The prodding guitar and menacing handclap rhythm of “Trans-Canada Oil Boom Blues” bears more than a passing resemblance to T. Rex’s iconic scuzz anthem “Jeepster,” while closer “Maryland” is all Lou Reed in its sauntering strum with Whitney’s voice cracking beneath chimes and sweetly climbing strings. The obvious dedication to this curdled strain of rock ’n’ roll would be far less engaging were it not for Whitney’s writing, which avoids the broad, meaningless mythmaking that plagues so many referential rockers in favour of heartbroken dirges and shrewd social commentary.
The aforementioned “Trans-Canada Oil Boom Blues” surveys the bruised and beaten tundra with weary regret, an indictment of Canada’s destructive oil practices that chooses to swagger and amble rather than break down and cry. The tears are saved for “Me or the Party #165,” a waltzing country ballad that finds Whitney lost in a relationship’s final throes: “The way I feel/ when I roll my cigarettes/ don’t you know they always fall apart/ and the way I am, when I’m standing in line/ and see you ride on by/ honey don’t leave me in the dark.”
Whitney’s arrangements are simple and uneasy — slithering, sour slide guitar and dry acoustic strums layered with loose percussion, quivering organ and ringing bar-room piano, songs held together by world-weary ghosts and fading memories. The dust-coated acoustic guitar and pale organ drone of “The Weekend” is an obvious highlight, its lonesome poetics and stagnant arrangement easing into the shaggy swing of “Last Night #2.” This one-two punch is emblematic of Whitney’s country foundations, an artist able to swing between heartbreak and humour with the understanding that they’re often one and the same.

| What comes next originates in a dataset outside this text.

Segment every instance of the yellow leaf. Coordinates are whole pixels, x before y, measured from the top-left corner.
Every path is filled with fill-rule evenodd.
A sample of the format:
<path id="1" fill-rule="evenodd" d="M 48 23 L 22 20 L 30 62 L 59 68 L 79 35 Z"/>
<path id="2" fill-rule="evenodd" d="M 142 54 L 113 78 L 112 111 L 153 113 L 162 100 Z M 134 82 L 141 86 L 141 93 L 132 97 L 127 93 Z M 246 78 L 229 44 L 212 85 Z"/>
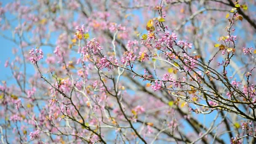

Two Years is for campfires and alleyways, nighttime porches and dim bar corners — music for places where the light is flickering and wary. It holds its references tightly, pulling decades of skeletal rock from the shadows and into the trembling glow, tweaking and twisting these old sounds and stories into spectral new shapes.
Whitney K’s debut album, Two Years, will be available Feb. 7.